Mon setup IA
Mon setup IA : un mini-PC sous Ubuntu qui tourne en continu chez moi (elios), et une dizaine de chantiers ouverts : finances, code client, produit, coaching, notes. Ce sont les chantiers qui durent, des semaines parfois ; chacun vit dans un fichier. Les sessions Claude Code, elles, sont jetables : j'en ouvre une sur le chantier du moment, elle se branche sur le fichier, je la ferme sans regret. Une seule a mon attention à la fois ; en fond, des agents autonomes codent ou analysent, je passe les voir aux checkpoints.

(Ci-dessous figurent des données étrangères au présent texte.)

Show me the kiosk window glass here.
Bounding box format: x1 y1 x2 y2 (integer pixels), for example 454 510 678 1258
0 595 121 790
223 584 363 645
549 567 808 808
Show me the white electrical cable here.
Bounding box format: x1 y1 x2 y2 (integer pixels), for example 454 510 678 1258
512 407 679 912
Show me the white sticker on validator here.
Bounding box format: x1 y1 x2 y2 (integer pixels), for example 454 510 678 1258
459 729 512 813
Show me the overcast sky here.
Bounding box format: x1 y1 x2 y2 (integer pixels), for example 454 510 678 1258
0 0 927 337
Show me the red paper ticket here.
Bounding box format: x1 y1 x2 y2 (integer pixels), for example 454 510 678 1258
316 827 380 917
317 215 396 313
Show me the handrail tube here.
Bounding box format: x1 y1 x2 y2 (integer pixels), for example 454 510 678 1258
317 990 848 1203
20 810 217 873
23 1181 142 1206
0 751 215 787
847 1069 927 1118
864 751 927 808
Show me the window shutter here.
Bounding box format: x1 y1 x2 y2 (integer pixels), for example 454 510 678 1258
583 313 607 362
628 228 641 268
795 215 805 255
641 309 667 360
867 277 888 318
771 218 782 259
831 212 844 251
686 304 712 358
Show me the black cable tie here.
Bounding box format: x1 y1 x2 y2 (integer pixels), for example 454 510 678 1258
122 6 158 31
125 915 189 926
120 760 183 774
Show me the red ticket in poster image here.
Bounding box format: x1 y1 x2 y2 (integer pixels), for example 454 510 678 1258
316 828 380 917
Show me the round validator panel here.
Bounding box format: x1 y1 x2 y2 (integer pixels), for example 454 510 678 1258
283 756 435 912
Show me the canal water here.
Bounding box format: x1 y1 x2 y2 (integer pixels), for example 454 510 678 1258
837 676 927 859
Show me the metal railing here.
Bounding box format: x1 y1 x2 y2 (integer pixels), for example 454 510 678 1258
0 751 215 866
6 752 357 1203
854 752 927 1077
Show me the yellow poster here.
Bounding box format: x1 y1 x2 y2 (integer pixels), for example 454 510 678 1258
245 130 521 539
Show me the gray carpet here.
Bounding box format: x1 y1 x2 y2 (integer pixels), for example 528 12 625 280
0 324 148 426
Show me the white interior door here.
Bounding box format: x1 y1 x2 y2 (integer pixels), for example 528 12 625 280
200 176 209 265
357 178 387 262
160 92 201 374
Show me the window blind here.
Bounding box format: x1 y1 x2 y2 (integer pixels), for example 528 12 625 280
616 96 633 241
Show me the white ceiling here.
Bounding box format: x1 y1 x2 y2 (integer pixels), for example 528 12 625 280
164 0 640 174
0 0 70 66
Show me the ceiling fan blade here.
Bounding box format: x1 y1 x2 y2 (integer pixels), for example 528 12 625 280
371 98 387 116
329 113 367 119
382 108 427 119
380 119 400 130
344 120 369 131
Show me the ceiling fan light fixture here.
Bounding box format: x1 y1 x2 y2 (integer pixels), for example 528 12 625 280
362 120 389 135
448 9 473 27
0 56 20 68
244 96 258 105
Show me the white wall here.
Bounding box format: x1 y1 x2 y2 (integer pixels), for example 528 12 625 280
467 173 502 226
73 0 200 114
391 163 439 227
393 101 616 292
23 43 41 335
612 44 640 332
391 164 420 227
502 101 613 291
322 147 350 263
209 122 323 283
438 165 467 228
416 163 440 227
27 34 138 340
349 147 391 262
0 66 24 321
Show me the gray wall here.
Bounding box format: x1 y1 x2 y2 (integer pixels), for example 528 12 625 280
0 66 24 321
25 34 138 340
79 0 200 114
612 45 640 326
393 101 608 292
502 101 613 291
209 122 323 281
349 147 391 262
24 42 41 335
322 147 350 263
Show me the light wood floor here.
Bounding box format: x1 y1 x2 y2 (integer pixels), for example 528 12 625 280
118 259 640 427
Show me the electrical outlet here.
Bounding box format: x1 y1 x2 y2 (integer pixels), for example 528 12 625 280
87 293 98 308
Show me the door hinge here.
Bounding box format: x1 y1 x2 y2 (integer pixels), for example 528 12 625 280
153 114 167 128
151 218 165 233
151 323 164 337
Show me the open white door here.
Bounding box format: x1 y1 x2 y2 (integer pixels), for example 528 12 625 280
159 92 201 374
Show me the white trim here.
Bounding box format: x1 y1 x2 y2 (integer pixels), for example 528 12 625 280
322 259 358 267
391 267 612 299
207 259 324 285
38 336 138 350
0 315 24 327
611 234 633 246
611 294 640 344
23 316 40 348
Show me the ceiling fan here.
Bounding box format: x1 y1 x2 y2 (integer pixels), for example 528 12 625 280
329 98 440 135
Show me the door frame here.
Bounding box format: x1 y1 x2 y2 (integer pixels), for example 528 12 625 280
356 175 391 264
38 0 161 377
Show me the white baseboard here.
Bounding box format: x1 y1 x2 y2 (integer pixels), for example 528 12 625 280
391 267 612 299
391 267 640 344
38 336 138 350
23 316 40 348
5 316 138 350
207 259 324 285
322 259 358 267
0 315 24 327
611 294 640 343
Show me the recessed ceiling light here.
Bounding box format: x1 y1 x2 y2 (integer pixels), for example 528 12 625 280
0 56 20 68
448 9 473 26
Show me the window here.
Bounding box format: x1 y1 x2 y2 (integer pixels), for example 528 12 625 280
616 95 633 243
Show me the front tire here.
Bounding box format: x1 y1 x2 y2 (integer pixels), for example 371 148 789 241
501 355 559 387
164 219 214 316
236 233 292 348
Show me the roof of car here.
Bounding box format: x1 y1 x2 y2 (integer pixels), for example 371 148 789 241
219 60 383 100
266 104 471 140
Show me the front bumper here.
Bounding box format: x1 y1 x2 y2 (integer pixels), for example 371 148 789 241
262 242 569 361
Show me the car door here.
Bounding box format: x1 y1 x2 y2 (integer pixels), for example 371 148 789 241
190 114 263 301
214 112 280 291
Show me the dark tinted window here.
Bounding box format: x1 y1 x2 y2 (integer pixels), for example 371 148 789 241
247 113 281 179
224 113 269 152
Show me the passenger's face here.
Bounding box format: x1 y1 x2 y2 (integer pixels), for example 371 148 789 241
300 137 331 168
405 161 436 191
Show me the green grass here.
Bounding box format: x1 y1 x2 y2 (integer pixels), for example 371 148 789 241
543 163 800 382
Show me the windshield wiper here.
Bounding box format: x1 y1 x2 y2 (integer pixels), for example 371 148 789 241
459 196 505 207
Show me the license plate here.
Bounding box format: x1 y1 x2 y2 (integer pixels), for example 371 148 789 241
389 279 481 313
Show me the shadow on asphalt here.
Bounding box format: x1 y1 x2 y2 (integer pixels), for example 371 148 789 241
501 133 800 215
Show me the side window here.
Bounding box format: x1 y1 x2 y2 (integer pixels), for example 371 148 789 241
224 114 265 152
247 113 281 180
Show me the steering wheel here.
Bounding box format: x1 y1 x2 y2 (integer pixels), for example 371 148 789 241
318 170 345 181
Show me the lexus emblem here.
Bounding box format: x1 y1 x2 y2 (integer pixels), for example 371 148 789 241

Tout le setup découle de ce principe : la session est jetable, le contexte ne l'est pas. Ce qui doit survivre (où j'en suis, ce qui a été décidé, la prochaine étape) vit dans des fichiers à moi, pas dans le fil de la conversation. Ce post décrit le câblage, brique par brique. Si vous travaillez avec Claude Code ou un agent équivalent, il y a peut-être des morceaux à prendre.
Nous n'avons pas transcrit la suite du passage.